An independent free weekly newspaper distributed along one of London’s longest roads has passed the sixmonth barrier.
The owners of the Green Lanes Express say the paper is in good shape financially and looking to expand.
It has a distribution of 35,000 and goes out along the eight-mile length of Green Lanes through a combination of newsagent pick-up points and home delivery.
Green Lanes starts on the edge of Islington and runs north through the boroughs of Hackney and Haringey to the edge of Enfield.
The paper was launched by editor Derya Filiz with backing from Ercan Vuranlar, who established London Turkish newspaper Olay until he sold it two years ago.
Filiz, 28, has three and a half years’ experience in journalism and has worked on The Observer, The Independent and the Evening Standard.
She said: “We were looking at local newspapers and found that they were very staid in design and what they were reporting.”
She said she saw a gap in the market for a paper that cut across traditional London borough boundaries.
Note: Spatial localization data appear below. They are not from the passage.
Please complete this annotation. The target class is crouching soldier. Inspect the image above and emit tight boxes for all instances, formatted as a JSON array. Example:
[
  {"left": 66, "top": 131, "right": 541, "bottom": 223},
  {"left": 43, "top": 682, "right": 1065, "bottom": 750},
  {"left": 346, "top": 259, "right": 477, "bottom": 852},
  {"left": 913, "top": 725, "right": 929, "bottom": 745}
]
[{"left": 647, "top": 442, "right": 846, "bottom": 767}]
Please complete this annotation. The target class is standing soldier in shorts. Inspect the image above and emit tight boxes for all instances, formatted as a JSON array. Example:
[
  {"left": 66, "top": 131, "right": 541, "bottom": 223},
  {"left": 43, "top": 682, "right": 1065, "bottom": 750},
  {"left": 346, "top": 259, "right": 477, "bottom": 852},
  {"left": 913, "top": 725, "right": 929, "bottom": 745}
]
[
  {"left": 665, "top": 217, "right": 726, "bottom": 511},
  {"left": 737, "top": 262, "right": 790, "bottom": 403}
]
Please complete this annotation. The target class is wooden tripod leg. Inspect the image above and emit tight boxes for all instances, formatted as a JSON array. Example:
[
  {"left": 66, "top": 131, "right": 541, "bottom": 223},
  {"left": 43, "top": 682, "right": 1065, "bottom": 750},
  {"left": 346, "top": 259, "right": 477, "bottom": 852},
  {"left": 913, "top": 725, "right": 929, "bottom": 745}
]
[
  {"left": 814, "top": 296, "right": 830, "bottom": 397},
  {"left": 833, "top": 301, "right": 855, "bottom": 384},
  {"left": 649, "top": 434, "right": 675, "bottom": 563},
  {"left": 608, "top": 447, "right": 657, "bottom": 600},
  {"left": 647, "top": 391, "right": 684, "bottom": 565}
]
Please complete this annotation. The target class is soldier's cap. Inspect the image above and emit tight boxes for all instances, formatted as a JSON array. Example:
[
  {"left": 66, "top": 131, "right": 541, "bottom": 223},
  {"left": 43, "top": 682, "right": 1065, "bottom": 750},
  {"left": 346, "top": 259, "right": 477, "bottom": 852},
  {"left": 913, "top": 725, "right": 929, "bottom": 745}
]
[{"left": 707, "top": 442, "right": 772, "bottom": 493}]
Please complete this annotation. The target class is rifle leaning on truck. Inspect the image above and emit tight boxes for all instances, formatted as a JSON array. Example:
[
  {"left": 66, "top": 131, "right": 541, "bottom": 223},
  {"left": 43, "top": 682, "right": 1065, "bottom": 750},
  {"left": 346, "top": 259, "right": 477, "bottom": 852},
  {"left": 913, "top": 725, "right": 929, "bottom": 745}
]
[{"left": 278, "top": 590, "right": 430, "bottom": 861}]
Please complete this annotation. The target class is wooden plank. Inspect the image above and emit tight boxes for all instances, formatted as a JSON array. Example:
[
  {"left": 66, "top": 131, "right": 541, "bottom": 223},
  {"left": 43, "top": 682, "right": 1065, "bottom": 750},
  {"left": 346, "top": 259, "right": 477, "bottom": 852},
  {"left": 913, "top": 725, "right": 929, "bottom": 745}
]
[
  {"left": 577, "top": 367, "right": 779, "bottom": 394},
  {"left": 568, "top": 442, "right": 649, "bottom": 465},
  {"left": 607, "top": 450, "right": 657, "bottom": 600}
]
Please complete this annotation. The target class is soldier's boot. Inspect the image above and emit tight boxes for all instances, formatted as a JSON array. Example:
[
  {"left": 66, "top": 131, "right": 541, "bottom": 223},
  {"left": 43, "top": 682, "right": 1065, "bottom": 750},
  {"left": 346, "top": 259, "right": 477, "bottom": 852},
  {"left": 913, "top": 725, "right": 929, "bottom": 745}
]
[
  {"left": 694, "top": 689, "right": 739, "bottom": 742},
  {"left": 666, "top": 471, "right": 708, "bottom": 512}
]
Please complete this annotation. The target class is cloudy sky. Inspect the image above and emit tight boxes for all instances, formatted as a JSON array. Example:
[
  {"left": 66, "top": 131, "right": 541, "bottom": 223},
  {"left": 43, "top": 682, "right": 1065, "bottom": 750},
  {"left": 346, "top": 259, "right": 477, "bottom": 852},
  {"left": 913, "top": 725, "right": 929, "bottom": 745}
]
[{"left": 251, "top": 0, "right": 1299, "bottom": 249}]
Big advertisers already investing in the paper include the London boroughs of Enfield and Haringey, bus company Arriva and the NHS.
The Green Lanes Express has two full-time editorial staff, two full-time sales people and a designer.
Filiz said: “We’ve had some fantastic stories. There’s so much going on in this part of London. Princess Anne visited a community hall in May and we were the only local newspaper there.
On the same day we had Princess Anne on the front, one other local paper had a picture of some ducks.”
Filiz said her paper intended to “unite all the people of Green Lanes, regardless of age, colour, ethnicity, religion and social class”.